Donne in cammino sulle antiche strade della lana

Un pomeriggio, un piccolo gruppo di donne siede intorno a un tavolo coperto di matasse di lana di ogni colore, le teste chine sul proprio lavoro, le dita veloci tra il ferro e l’ago, le voci ora sommesse ora alte in risate che esplodono mentre fuori infuria la tempesta di fine estate. E’ l’ultimo giorno di agosto e, dopo una lunga siccità, la pioggia cade a frustate sull’Abruzzo, sui rovi seccati, sui prati ingialliti, sulle pietre bollenti. C’è vento forte, i tuoni rimbombano tra le montagne rincorrendosi l’uno con l’altro, ma la piccola casa nella pagliara di Fontecchio è salda. E’ lì da secoli, non teme nulla.

 

Le donne – sconosciute fino a tre giorni prima, ma già così vicine – sono arrivate con i loro zaini e le loro storie, percorrendo insieme tratturi e mulattiere che per secoli hanno portato altre storie, altre vite, passi su passi, piedi e zampe, uomini e animali. Nuove voci risuonano ora tra le pareti spesse della pagliara, il fuoco crepita nel camino, mentre la cena cuoce lentamente. Non c’è fretta, ogni cosa arriva a suo tempo. Così, mentre i fili si intrecciano e nuove forme vengono create dalle mani che lavorano, fuori smette di piovere e la luce dorata del tramonto fa brillare le foglie lavate.

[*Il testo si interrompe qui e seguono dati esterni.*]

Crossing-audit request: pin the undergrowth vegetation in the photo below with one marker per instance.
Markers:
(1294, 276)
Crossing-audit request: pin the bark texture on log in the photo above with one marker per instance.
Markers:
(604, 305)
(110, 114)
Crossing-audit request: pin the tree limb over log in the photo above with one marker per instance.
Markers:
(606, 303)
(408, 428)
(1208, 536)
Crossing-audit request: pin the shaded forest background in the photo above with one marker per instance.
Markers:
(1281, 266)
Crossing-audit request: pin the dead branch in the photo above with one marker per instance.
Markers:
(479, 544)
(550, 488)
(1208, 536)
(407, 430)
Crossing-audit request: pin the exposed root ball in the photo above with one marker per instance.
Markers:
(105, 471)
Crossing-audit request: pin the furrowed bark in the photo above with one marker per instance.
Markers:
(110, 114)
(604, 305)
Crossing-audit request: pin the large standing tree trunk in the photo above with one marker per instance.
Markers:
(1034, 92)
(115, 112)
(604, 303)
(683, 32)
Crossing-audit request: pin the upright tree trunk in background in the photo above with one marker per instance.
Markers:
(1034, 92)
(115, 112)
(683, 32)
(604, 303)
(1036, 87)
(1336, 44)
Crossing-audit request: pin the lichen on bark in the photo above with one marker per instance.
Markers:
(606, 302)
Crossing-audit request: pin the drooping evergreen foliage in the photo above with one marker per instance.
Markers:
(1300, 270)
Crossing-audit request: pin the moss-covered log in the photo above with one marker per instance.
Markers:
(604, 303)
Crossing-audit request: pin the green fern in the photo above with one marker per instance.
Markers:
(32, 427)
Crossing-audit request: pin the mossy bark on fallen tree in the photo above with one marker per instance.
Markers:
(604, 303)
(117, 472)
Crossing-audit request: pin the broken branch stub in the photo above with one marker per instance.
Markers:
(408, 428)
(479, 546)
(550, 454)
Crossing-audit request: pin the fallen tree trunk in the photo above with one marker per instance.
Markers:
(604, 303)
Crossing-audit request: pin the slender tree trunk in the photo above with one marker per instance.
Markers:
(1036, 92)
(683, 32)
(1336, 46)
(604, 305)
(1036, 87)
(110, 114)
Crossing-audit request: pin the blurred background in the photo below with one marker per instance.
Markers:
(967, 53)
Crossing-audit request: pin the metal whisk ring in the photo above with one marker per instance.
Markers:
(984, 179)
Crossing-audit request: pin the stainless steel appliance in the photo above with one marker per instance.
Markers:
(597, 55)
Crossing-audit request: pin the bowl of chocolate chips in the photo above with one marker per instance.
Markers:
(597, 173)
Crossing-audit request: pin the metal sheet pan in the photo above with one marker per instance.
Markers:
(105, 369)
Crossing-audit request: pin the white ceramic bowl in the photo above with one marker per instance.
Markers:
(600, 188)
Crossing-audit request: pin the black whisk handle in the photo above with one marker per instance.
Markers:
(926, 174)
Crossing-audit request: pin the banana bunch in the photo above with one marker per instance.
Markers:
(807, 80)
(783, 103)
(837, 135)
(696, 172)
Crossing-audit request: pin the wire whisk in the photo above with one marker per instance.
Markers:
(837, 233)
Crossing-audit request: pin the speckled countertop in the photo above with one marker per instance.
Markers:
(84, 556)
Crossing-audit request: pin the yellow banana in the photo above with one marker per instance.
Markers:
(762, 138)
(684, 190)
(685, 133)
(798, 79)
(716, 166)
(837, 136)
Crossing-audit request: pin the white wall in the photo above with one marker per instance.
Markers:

Siamo arrivate che era estate, e nel giro di poche ore è autunno. Domani partiremo, ognuna riprenderà la sua strada ma portando con sé qualcosa dell’altra, e negli occhi ancora il calore della pietra di Navelli al tramonto, il cielo cupo sulla rocca di Bominaco, la distesa gialla dei campi mietuti nell’arrivare a Peltuinum. E una piccola macchia nera che sempre ci precede, la dolce labrador Luna che scodinzola a ogni passo, facendoci strada.